Alternatively, the InfoWorks built-in “Inference” function can be used to infer headloss coefficients automatically (Ku, user defined headloss factor) based on the storm sewer network layout angles (Figure 7). This headloss coefficient “Inference” function only works for “Normal” loss type and more details about its functionality can be found from InfoWorks online help documents.
An example headloss calculation is illustrated in Figure 8 which uses “Normal” loss type.
There are other types of headloss in InfoWorks in addition to “Normal” loss type for conduits. The “None” type means the program will not calculate headloss at US or DS end of a conduit. The “FHWA” type is to apply the loss method described in FHWA HEC-22 Section 18.104.22.168 FHWA Inlet and Access Hole Energy Loss (for more details refer to this post or this example problem). The other two headloss types are explained below with the focus on the differences from “Normal” loss type.
- “High” loss type
The “High” loss type is very similar to “Normal” loss except that the it usually employs a larger surcharge ratio loss coefficient which makes it suitable for poorly constructed manholes that are only benched to half pipe height. The built-in headloss coefficient “Inference” function does not work for this loss type.
- “Fixed” loss type
In the “Fixed” loss type, the surcharge ratio loss coefficient Ks and velocity coefficient Kv are always to be set as 1.0, no matter flow enters or exits a pipe. Therefore, the only factor matters is the user defined headloss coefficient Ku which is to be supplied in the conduit property editor (Figure 9). The built-in headloss coefficient “Inference” function does not work for this loss type either. A modeler needs to think about using other US/DS headloss coefficients such as 1.0/0.5, 1.0/0.1, or even 0.5/0.5, 0.5/0.1, if they make sense to your specific conditions, instead of always sticking with 1.00 and 1.00.

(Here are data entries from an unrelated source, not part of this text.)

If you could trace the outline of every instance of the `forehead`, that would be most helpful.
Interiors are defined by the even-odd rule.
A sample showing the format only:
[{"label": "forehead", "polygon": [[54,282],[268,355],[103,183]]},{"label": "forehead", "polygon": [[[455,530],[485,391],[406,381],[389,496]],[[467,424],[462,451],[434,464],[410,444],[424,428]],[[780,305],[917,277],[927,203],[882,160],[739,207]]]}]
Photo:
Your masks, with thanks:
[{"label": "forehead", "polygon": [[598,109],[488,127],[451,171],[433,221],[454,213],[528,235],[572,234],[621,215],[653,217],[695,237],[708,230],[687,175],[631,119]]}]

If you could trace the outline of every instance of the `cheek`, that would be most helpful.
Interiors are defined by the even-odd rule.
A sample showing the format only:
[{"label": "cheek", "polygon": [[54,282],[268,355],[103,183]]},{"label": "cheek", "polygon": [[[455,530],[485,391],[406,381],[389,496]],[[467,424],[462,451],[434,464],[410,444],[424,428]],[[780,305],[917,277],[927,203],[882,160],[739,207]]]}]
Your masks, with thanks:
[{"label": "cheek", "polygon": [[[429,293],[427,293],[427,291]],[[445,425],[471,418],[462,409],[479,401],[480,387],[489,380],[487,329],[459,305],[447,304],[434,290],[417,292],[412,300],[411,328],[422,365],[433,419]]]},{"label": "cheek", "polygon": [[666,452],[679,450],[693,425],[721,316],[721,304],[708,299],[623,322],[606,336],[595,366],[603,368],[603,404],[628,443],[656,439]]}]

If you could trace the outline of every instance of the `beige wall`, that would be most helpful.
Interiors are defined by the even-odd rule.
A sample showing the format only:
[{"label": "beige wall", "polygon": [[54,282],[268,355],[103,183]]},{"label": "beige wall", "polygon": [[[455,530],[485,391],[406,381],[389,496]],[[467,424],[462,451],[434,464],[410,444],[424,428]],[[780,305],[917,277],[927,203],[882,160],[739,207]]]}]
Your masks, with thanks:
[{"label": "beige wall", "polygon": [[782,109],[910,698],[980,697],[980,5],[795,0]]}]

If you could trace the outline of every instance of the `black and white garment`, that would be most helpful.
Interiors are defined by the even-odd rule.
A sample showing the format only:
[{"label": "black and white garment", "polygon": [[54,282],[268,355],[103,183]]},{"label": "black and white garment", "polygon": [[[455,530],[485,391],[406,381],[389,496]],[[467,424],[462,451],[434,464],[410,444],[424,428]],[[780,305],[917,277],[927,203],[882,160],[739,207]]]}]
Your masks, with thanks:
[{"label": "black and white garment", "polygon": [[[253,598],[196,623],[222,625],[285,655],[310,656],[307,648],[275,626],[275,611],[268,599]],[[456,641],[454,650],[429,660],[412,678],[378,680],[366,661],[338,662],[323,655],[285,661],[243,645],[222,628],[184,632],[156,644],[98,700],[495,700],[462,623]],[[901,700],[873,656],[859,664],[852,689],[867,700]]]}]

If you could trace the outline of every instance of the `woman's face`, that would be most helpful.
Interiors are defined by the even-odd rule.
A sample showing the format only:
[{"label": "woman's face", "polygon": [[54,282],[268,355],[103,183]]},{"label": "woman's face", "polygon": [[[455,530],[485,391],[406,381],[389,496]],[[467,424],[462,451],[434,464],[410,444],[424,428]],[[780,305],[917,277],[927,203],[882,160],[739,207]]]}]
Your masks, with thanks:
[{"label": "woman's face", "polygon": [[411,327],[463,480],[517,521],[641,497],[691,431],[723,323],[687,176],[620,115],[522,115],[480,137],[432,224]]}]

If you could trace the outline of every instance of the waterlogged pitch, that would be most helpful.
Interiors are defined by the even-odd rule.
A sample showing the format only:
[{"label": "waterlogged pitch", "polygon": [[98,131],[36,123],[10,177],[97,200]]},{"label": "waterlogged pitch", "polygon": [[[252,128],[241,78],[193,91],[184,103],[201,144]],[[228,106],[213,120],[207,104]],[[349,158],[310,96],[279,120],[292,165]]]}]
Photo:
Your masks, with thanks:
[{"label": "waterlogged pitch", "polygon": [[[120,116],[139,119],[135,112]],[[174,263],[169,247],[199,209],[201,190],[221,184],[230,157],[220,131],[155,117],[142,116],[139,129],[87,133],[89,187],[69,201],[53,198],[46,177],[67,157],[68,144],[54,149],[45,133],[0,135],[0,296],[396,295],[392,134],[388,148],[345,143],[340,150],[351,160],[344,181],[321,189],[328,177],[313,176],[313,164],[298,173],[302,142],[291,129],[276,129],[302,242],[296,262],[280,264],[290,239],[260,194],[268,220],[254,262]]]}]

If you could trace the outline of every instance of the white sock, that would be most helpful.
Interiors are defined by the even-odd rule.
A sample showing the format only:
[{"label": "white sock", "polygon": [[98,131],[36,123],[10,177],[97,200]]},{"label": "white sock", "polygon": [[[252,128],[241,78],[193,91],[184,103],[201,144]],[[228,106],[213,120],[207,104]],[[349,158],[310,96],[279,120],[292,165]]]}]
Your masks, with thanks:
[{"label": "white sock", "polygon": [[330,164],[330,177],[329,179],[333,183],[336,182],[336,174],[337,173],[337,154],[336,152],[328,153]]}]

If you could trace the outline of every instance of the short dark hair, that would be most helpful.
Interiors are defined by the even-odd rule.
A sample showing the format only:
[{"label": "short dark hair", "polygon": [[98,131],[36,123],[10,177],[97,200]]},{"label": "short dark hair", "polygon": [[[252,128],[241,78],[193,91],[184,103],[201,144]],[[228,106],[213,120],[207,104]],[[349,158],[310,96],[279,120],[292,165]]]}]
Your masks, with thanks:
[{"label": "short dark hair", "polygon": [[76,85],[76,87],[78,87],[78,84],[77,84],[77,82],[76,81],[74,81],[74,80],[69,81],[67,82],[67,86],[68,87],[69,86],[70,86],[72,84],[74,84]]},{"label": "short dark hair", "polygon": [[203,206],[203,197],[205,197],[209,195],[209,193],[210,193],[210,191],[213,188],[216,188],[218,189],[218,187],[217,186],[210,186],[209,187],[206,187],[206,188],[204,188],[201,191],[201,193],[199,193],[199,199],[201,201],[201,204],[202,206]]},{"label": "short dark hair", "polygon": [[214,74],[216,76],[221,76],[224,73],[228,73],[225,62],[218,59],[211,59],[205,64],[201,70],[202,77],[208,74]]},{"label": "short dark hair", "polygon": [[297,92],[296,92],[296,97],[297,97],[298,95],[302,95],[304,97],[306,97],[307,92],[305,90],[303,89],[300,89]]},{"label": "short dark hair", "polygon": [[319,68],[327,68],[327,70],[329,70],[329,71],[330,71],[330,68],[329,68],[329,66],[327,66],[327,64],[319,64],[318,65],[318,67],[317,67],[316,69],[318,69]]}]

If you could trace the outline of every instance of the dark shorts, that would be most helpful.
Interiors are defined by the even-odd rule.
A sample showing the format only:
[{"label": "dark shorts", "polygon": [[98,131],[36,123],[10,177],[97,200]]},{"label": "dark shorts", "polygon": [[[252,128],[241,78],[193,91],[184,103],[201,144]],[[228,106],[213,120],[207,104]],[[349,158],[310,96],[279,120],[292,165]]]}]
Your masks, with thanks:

- “User Defined” loss type
“User Define” loss type allows a modeler to specify the surcharge ratio loss coefficient Ks and velocity coefficient Kv in a tabular format. To enable this loss type method, first open the link grid window and enter a user defined loss type name (Figure 10); right click it to open its properties window (Figure 11). Two tables are needed to define Ks and Kv (Figure 12). Last, the modeler needs to select the user defined loss type name and provide Ku for US headloss coefficient and DS headloss coefficient in the conduit property editor window (Figure 10).